[PATCH] D41723: Introduce the "retpoline" x86 mitigation technique for variant #2 of the speculative execution vulnerabilities disclosed today, specifically identified by CVE-2017-5715, "Branch Target Injection", and is one of the two halves to Spectre..

Fri Jan 5 21:06:22 PST 2018

chandlerc added a comment.

In https://reviews.llvm.org/D41723#969143, @probinson wrote:

> In https://reviews.llvm.org/D41723#968977, @chandlerc wrote:
>
> > In https://reviews.llvm.org/D41723#968248, @ddibyend wrote:
> >
> > > For AMD processors we may be able to handle indirect jumps via a simpler lfence mechanism. Indirect calls may still require retpoline. If this turns out to be the right solution for AMD processors we may need to put some code in to support this.
> >
> >
> > Yeah, if it ends up that we want non-retpoline mitigations for AMD we can and should add them. One hope I have is that this patch is at least generically *sufficient* (when paired with correct RSB filling) even if it suboptimal in some cases and we end up adding more precise tools later.
>
>
> Just to say that at Sony we're still doing our investigation and might be interested in lfence.  But who knows, we might just zap the predictor on syscalls and context switches; for environments that have mostly a few long-running processes with comparatively few syscalls it might be net cheaper than making every indirection more expensive.

But retpoline doesn't make every indirection more expensive any more or less than zapping the predictor... You only build the code running in the privileged domain with retpoline, not all of the code, and they both accomplish very similar things.

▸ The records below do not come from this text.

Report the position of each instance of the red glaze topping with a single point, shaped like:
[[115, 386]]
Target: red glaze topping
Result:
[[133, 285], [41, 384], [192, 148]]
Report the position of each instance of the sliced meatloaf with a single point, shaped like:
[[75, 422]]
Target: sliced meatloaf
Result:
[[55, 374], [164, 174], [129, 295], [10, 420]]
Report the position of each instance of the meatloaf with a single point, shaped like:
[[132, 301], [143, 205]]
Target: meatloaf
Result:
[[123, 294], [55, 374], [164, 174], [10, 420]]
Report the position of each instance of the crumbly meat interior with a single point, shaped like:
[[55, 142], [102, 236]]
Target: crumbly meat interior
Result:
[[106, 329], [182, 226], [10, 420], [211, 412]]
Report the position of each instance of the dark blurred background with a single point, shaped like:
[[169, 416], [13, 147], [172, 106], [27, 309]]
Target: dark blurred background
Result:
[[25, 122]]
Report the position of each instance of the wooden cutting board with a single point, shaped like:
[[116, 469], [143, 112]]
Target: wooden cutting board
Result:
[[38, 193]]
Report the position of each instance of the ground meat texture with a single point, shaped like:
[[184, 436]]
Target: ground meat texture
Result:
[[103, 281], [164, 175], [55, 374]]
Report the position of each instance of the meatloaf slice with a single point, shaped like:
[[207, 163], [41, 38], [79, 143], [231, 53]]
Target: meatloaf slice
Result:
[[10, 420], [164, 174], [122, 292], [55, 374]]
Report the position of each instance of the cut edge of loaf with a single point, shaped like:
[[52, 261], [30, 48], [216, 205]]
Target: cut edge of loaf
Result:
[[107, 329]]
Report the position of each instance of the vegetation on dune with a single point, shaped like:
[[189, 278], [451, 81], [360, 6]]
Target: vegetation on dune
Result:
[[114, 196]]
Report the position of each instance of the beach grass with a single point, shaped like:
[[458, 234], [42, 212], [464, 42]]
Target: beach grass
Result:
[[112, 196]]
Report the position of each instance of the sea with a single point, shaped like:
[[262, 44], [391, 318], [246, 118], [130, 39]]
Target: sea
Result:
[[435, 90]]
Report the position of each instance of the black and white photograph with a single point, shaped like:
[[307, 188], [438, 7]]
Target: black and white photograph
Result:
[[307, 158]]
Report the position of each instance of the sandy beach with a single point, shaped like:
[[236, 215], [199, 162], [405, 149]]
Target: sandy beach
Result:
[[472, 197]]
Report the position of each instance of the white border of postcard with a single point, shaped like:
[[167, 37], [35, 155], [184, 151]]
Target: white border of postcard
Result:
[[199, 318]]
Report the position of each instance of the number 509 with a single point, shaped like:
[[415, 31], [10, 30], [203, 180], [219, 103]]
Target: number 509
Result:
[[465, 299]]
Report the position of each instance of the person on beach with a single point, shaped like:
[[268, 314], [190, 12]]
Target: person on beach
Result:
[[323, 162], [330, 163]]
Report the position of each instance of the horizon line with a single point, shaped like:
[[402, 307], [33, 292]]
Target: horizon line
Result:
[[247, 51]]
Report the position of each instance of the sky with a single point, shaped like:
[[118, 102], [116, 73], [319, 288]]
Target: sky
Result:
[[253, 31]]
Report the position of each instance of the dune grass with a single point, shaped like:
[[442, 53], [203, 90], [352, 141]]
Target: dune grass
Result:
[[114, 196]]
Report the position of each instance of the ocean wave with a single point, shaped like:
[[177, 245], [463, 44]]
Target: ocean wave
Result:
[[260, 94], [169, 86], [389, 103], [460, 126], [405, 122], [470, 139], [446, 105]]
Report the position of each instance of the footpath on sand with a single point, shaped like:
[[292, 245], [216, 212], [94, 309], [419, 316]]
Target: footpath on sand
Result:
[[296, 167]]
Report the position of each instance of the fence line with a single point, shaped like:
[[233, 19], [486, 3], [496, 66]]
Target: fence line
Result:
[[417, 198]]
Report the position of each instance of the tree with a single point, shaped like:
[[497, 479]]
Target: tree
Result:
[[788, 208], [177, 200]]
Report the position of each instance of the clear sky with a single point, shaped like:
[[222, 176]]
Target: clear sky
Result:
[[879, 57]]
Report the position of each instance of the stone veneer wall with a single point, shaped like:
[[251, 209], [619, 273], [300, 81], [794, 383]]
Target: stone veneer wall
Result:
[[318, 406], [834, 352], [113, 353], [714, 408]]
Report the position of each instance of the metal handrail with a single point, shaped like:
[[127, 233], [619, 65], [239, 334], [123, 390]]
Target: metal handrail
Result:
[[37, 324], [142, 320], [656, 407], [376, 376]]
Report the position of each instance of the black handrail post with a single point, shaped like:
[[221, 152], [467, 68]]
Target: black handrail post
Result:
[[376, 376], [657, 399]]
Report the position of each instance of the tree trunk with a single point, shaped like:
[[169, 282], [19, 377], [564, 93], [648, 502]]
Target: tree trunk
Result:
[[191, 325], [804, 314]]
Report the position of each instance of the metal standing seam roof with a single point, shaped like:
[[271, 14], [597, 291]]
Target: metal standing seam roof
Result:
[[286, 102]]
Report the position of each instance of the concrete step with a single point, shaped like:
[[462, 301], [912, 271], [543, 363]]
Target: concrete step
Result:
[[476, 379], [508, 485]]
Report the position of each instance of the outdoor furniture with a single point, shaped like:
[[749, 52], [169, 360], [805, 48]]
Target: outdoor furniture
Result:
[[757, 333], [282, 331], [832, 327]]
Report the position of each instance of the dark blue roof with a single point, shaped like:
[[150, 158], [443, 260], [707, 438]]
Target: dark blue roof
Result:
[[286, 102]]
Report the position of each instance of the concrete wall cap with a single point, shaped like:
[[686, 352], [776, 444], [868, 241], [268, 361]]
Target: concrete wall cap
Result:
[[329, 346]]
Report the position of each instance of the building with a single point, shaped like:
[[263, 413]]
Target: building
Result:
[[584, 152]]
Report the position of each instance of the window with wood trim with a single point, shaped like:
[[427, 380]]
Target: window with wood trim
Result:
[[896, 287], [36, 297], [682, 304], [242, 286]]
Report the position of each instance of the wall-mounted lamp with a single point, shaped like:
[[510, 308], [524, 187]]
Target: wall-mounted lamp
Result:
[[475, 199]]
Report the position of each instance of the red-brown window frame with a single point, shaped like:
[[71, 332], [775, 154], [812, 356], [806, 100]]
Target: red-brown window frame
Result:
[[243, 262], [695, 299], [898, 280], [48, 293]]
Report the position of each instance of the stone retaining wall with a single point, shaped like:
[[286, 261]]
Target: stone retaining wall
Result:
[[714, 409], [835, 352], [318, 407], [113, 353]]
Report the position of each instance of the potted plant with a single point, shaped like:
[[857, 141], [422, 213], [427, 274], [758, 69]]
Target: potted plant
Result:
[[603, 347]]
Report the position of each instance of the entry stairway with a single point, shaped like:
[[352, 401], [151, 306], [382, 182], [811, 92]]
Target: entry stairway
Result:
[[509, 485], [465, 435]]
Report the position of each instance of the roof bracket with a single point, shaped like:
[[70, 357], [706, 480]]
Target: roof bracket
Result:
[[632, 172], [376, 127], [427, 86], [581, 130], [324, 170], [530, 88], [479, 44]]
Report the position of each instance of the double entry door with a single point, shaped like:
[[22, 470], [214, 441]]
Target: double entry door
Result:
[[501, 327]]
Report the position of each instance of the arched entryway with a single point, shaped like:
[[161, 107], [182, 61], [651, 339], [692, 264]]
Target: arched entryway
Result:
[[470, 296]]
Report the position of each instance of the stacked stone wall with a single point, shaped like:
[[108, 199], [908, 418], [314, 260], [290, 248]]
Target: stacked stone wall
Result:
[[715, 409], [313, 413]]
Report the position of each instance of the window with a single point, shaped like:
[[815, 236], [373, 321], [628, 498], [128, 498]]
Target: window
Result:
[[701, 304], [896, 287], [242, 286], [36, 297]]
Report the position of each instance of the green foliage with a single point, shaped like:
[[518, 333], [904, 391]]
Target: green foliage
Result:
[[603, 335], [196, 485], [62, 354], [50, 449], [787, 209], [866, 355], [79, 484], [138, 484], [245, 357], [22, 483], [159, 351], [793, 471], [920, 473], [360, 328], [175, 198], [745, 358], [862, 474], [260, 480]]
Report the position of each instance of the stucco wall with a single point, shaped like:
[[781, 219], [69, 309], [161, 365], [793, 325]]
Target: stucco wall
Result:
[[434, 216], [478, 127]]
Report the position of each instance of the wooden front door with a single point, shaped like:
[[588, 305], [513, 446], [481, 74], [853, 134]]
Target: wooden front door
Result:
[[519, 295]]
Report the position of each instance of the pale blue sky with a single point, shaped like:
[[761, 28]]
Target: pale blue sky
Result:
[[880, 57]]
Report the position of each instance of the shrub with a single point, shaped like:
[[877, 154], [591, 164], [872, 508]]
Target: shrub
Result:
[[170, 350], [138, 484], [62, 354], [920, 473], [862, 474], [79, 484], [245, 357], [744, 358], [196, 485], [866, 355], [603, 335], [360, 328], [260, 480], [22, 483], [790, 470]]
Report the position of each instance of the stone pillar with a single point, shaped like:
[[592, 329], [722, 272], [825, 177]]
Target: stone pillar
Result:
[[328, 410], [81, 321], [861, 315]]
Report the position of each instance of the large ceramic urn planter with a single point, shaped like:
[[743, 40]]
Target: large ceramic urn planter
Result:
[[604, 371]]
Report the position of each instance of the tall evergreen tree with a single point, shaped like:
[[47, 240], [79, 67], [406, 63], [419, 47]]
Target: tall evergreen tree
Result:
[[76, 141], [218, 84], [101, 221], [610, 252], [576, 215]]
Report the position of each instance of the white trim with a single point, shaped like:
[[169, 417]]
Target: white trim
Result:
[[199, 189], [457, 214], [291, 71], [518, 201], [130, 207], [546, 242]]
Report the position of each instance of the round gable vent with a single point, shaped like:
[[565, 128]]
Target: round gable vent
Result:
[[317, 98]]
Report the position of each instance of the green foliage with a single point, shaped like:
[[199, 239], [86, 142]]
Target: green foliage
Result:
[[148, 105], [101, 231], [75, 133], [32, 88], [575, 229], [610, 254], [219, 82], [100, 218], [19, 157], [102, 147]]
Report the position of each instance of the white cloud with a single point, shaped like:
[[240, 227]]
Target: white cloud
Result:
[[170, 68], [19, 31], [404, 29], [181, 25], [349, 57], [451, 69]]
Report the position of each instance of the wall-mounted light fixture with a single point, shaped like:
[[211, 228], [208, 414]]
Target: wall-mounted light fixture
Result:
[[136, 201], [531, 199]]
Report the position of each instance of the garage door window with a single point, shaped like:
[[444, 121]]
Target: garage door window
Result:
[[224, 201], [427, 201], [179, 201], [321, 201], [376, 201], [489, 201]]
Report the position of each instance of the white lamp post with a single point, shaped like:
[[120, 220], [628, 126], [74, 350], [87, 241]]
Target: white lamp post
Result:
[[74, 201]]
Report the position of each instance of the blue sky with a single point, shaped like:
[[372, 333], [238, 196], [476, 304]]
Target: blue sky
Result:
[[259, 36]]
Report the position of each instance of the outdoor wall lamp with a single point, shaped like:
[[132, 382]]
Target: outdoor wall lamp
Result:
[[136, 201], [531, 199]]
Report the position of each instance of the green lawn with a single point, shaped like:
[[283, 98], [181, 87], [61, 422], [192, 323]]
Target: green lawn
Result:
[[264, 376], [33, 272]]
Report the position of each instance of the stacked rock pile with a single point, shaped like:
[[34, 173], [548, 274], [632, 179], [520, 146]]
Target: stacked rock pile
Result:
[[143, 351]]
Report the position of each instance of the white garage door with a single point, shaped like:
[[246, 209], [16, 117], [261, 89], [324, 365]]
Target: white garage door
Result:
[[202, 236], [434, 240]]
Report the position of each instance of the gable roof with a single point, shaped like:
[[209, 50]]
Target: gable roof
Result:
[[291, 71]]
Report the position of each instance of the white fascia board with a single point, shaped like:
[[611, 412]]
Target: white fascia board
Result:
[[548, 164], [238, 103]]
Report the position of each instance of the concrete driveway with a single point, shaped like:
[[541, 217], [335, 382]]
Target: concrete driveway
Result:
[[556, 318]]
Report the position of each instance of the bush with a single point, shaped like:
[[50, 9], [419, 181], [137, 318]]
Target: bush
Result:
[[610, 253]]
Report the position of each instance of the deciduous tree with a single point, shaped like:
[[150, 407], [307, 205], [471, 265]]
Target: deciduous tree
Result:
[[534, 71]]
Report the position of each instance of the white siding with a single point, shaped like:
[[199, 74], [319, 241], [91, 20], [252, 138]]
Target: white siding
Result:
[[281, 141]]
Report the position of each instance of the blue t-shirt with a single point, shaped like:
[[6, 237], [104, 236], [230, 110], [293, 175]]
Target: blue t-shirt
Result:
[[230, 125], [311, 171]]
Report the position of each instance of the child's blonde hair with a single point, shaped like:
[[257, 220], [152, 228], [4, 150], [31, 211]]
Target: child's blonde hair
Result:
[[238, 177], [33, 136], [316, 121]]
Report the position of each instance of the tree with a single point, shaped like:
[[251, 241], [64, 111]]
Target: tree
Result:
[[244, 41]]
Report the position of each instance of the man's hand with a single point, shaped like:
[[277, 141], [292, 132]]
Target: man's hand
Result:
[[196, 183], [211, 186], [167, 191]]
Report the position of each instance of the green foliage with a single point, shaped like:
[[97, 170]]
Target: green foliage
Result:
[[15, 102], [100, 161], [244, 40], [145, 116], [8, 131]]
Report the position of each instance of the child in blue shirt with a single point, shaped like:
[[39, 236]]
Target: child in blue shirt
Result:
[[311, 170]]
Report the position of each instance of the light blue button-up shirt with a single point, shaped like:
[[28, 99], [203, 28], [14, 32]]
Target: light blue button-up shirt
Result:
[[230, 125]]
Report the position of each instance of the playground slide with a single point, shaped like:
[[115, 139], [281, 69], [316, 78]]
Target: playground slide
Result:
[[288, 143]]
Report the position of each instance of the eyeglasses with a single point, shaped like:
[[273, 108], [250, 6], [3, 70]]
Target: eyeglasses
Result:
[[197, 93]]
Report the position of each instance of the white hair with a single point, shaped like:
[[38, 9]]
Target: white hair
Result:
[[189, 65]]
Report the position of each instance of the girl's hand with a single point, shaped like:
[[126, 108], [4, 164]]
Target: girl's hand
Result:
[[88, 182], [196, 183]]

The performance difference we see between something like retpoline and disabling the predictor on context switches is very significant (retpoline is much, much cheaper).

A good way to think about the cost of these things is this. The cost of retpoline we have observed on the kernel:

1. the cost of executing the system call with "broken" indirect branch prediction (IE, reliably mispredicted), plus
2. the cost of few extra instructions (very, very few cycles)

Both of these are very effectively mitigated by efforts to remove hot indirect branches from the system call code in the kernel. Because of the nature of most kernels, this tends to be pretty easy and desirable for performance anyways.

By comparison, the cost of toggling off the predictor is:

1. the exact same cost as #1 above, plus
2. the cost of toggling the MSR on every context switch

This second cost, very notably, cannot be meaningfully mitigated by PGO, or hand-implemented hot-path specializations without an indirect branch. And our measurements on Intel hardware at least show that this cost of toggling is actually the dominant cost by a very large margin.

So, you should absolutely measure the impact of the AMD solutions you have on your AMD hardware as it may be very significantly different. But I wanted to set the expectation correctly based on what limited experience we have so far (sadly only on Intel hardware).

https://reviews.llvm.org/D41723